By Student Fellows Brett Fedderson and Joan Lavaki

During our session at the Adams Center, we presented to faculty the idea of caring for students through course structure. Sometimes as students, we experience structural course elements that are unhelpful to both our academic success and personal wellness. Although these course elements are not designed or intended to be harmful, they can add unnecessary stress and difficulty to being a student. The purpose of our session was not to condemn or accuse faculty of not utilizing course structure well; we simply wanted to start an ongoing dialogue concerning the ways in which the structure of a course might actually support and promote student well-being, both in academic success and personal wellness. We asked the following questions to prompt initial thought on the topic and identify elements of a course’s structure that we discuss:

  • In what ways does the structure of a course help or hurt students?
  • What structural elements help students in your view? What elements hurt?
  • Can the structural elements of a course that are unhelpful to students be changed?

Then, for the majority of our session we discussed the following three structural elements which we have oftentimes found to be most unhelpful, but which also have great potential to help students.

Late Work Policies: A student is less likely to complete an assignment after it is due if a professor assigns automatic zeroes or has harsh late penalties for big assignments. Students may feel pressured to prioritize completing assignments solely to receive good grades and pass the class rather than to produce quality work and truly learn the material.

Attendance Policies: Certain courses at ACU only allow excused absences for university-approved events. If a student is considering taking a mental health day or is sick, this policy can be detrimental to them as they may feel pressured to choose between their well-being or showing up for class. It can also be challenging for students when professors resist sharing course material outside of class time. If, when a student has to miss class for a family emergency, for a mental health/sick day, or for work obligations, the professor refuses to share materials outside of class, a student potentially loses the opportunity to learn that material. 

Weekends and Breaks: Having the proper amount of rest is an incredibly important part of maintaining a healthy lifestyle, and both students and professors can often neglect this basic need. Classes that require students to work over the weekend in order to receive an above-average grade, classes that have major assignments or exams on the first day after a break or on Monday morning, and classes that have assignments due on Saturday, Sunday, or Monday morning can interrupt important rhythms of sabbath and rest for both faculty and students.

Finally, we humbly proposed suggestions for remedying some of these structural difficulties.
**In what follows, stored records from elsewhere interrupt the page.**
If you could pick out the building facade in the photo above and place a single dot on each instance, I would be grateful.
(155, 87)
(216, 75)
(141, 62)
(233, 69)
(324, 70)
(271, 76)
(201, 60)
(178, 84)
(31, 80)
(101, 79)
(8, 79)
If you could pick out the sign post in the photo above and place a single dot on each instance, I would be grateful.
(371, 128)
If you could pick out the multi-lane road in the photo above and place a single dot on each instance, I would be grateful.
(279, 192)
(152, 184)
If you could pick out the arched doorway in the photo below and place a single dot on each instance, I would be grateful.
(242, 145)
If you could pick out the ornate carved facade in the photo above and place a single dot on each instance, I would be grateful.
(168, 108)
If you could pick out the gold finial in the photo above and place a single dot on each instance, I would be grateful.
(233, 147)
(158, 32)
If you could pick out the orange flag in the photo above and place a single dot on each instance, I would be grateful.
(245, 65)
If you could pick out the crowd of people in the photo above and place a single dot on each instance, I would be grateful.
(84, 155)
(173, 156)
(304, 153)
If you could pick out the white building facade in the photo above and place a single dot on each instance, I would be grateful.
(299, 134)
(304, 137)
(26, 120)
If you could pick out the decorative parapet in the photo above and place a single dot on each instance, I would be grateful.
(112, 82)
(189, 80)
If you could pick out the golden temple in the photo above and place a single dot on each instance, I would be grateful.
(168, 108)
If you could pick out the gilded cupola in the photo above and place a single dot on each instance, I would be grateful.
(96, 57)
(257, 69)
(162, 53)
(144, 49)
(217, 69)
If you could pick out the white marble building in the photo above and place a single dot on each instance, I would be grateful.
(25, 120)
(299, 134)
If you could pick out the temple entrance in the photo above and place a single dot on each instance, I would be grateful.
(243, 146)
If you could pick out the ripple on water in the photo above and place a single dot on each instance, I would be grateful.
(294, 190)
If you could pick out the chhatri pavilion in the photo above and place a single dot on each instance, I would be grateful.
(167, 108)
  • Tokens to be used for assignment extensions, personal days, dropped quizzes, remediation points, etc. Even if a student does not use all the provided tokens in a given semester, some unhealthy stress can be relieved just by knowing that tokens are available to be used.
  • Due dates set on Wednesday, Thursday, and Friday of each week help students have Sabbath over the weekend, giving the option to work ahead over the weekend if a student so chooses. 
  • Exams that are not scheduled for the first couple days after an academic break help students actually rest over the break without feeling an obligation to study or do homework during times of intended rest.
  • Extra credit opportunities offered once or twice throughout the semester can help cater to students who learn in non-traditional ways and can help ease some stress about poor grades or missing assignments during a particularly hectic or demanding season.
  • Student resources that are worked into the structure of a course, such as tutoring or interaction with different campus offices that aid in student success, can be a huge benefit to students who are struggling or who are unaware of the resources available to them.
  • Being flexible with class materials can be helpful for students who struggle with understanding and retaining the information given in class the first time it is presented to them. Posting presentation slides, lecture notes, and handouts from each class session onto Canvas can be a great study tool for students.
  • Awareness and consideration of the university schedule (e.g., Homecoming or Sing Song) and its demand on students should be a key factor in scheduling due dates, major assignments, and exams.
  • Knowing your students is important for student success. Including time for genuine connection and conversation in your course gives students the opportunity to truly get to know you and be known by you. As a result, students are more likely to be engaged in their learning, to feel comfortable reaching out for help or support, and to care more about succeeding in your class.